Although property owners and landlords in California must maintain their premises in ways that would not threaten the safety of visitors who lawfully enter their properties, this is often not the case. Countless incidents occur every year in which slip-and-fall incidents cause serious injuries. Most people know that the property owner can be held responsible if there is proof of negligence, but many myths exist, making people doubt the viability of their claims.
Slip-and-fall accidents can happen on icy walkways, wet or slippery store floors, damaged surfaces in parking lots and more. A negligent property owner may be quick to tell fall victims that it was their own fault and that they do not have valid claims or that the hazard was obvious and should have been avoided. Even if a landlord claims that there were warning signs posted, victims should not be deterred from exploring their legal options because none of these circumstances automatically makes a claim invalid.

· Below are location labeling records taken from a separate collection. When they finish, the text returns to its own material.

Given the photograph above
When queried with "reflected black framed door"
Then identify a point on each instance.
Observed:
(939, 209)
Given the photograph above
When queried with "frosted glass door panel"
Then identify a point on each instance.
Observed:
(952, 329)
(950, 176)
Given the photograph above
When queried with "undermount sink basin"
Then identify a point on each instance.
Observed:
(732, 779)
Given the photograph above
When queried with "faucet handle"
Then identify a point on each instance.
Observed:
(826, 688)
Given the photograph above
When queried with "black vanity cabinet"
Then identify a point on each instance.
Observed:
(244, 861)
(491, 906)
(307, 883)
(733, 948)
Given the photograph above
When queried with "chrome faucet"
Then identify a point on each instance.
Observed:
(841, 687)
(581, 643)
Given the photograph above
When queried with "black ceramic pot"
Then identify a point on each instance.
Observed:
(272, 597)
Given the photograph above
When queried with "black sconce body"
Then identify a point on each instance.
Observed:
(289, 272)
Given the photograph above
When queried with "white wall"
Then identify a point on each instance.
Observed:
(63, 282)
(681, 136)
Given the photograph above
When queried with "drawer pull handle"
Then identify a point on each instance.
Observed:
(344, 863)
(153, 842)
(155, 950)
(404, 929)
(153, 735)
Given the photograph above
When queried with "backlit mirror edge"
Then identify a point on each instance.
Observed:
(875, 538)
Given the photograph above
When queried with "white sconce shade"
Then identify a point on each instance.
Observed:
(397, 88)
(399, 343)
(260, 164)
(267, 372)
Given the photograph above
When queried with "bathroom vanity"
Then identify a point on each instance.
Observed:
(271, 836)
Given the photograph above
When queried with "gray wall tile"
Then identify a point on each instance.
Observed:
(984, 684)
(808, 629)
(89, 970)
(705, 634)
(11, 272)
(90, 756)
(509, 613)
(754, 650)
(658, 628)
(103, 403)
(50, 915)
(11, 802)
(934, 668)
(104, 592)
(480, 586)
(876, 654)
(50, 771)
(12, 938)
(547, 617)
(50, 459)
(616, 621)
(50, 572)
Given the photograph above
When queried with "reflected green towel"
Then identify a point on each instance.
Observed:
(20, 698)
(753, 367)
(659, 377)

There is a myth that says only expenses related to physical injuries can be claimed. The truth is that some slip-and-fall injuries are serious enough to cause permanent or long-term harm. In such cases, claims for lost income and future loss of earning ability can be filed, along with claims for emotional damages such as loss of life enjoyment or consortium.
With sufficient proof of negligence on the part of the California property owner, all financial and emotional damages might be recoverable. However, establishing negligence can be challenging, and many slip-and-fall victims choose to utilize the skills of experienced premises liability attorneys. A lawyer can assist with that and also the navigation of the legal procedures in pursuit of recovery.